Annapurna Labs, an Amazon company, is seeking a Senior Machine Learning Engineer to join their AWS Neuron Distributed Training team. This role focuses on developing and optimizing distributed training solutions for AWS's custom ML accelerators - Trainium and Inferentia.
The position involves working with cutting-edge ML technologies, including Large Language Models (LLMs) like GPT and Llama, as well as other ML model families such as Stable Diffusion and Vision Transformers. You'll be collaborating with chip architects, compiler engineers, and runtime engineers to build and optimize distributed training solutions.
As part of AWS, you'll be working with the world's most comprehensive cloud platform, helping to pioneer new innovations in cloud computing. The team maintains a strong culture of mentorship and knowledge-sharing, with opportunities for career growth and development.

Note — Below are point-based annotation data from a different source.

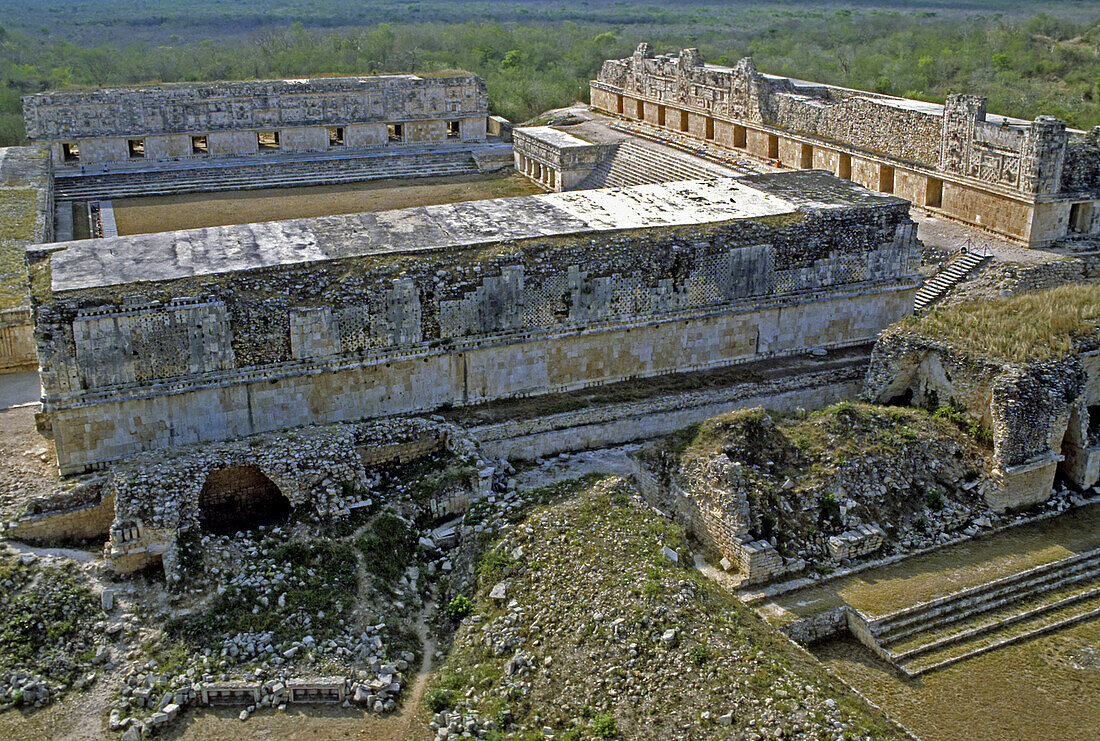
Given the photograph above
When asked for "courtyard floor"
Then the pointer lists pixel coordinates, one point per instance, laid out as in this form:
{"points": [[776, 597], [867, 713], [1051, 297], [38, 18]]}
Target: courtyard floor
{"points": [[163, 213]]}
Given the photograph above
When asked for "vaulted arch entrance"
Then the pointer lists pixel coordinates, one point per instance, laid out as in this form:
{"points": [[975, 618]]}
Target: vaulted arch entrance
{"points": [[240, 498]]}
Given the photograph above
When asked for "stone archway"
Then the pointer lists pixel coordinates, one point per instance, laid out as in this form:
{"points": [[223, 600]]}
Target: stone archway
{"points": [[240, 498]]}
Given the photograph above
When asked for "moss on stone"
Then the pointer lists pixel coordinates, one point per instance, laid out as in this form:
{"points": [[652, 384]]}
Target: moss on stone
{"points": [[19, 209], [1032, 327]]}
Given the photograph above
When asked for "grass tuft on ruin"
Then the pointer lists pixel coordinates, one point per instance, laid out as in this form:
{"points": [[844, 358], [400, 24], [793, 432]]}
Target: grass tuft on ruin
{"points": [[19, 208], [1041, 325], [638, 648]]}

The role offers competitive compensation ranging from $151,300 to $261,500 based on location, plus equity and comprehensive benefits. You'll be part of a diverse, inclusive environment that values work-life harmony and embraces unique perspectives.
Key technical aspects include working with PyTorch, JAX, XLA, and distributed training libraries like FSDP, Deepspeed, and Nemo. You'll be responsible for optimizing performance on AWS custom silicon and ensuring efficient model training at scale.
The ideal candidate should have strong software development skills, deep technical expertise in machine learning, and the ability to work effectively in cross-functional teams. This is an opportunity to shape the future of ML infrastructure at AWS while working with some of the most advanced AI/ML technologies available.
Join a team that's dedicated to innovation, values continuous learning, and offers the chance to work on challenging problems at global scale. Your work will directly impact AWS customers' ability to train and deploy large-scale machine learning models efficiently.